The HBS seminar is more specific to teaching, but for those of us in the knowledge diffusion profession it's full of essential information. There are books on the case method and participant-centered learning, but they are not comparable to the seminar. I know, because I read the books before. And when the seminar started I was skeptical. Very skeptical. And when the seminar ended I reflected on what had happened - the instructor had made us, the audience learn all the material I had read about, without stating anything about it. Reading a book about the classroom skill would be like reading a book about complicated gymnastics.

But, even if one cannot attend these seminars, here are some references that help:

Edward Tufte's books and web site contain the foundations of good information design and presentation.

Made to stick, by the Heath brothers explains why some ideas stay with us while others are forgotten as soon as the presentation is over.

Brain rules, by John Medina, uses neuroscience to give life advice. There are many things in it that apply to teaching and learning; in addition, the skill with which Medina explains the technical material and the underlying science to a popular audience, without dumbing it down, is a teaching/presentation tool to learn (by his example).

Things that make us smart, by Donald Norman, a book about cognitive artifacts, i.e. objects that amplify brain powers. I also recommend his essay responding to Tufte, essentially agreeing with his principles but disagreeing with his position on projected materials.

Speak like Churchill, stand like Lincoln, by James Humes, should be mandatory reading for anyone who ever has to make a public speech. Of any kind. Humes is a speechwriter and public speaker by profession and his book gives out practical advice on both the writing and the delivery. I have read many books on public speaking and this one is in a class of its own.

The non-designer design book, by Robin Williams lets us in on the secrets behind what works visually and what doesn't. It really makes one appreciate the importance of what appears at first to be over-fussy unimportant details.

Tools for teaching, by Barbara Gross Davis covers every element of course design, class design, class management, and evaluation. It is rather focussed on institutional learning (like university courses), but many of the issues, techniques, and checklists are applicable in other instruction environments.

These references helped me (a lot), but they are just the fundamentals. To go beyond them, I recommend:

Donald Norman's other books, as illustrations of how cognitive limitations of people interact with the complexity of all artifacts.

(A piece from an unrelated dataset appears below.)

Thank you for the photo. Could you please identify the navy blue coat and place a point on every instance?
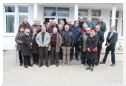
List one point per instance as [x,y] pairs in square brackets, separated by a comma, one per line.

Robin Williams design workshop, which goes beyond the non-designers design book. E.g.: once you understand the difference between legibility (Helvetica) and readability (Times), you can now understand why one is appropriate for chorus slides (H) and the other for long written handouts (T).

Universal principles of design, by William Lidwell, Kritina Holden, and Jill Butler is a quick reference for design issues. I also like to peruse it regularly to get some reminders of design principles. It's organized alphabetically and each principle has a page or two, with examples.

On writing well, by William Zinsser. This book changed the way I write. It may seem orthogonal to presentations and teaching, but consider how much writing is involved in class preparation and creation of supplemental materials.

Designing effective instruction, by Gary Morrison, Steven Ross, and Jerrold Kemp, complements Tools for teaching. While TfT has the underlying model of a class, this book tackles the issues of training and instruction from a professional service point of view. (In short: TfT is geared towards university classes, DEI is geared towards firm-specific Exec-Ed.)

As usual, information in this post is provided only with the guarantee that it worked for me. It may - probably will - work for others. I still stand by the opener of my post on presentations:

Most presentations are terrible, and that's by choice of the presenter.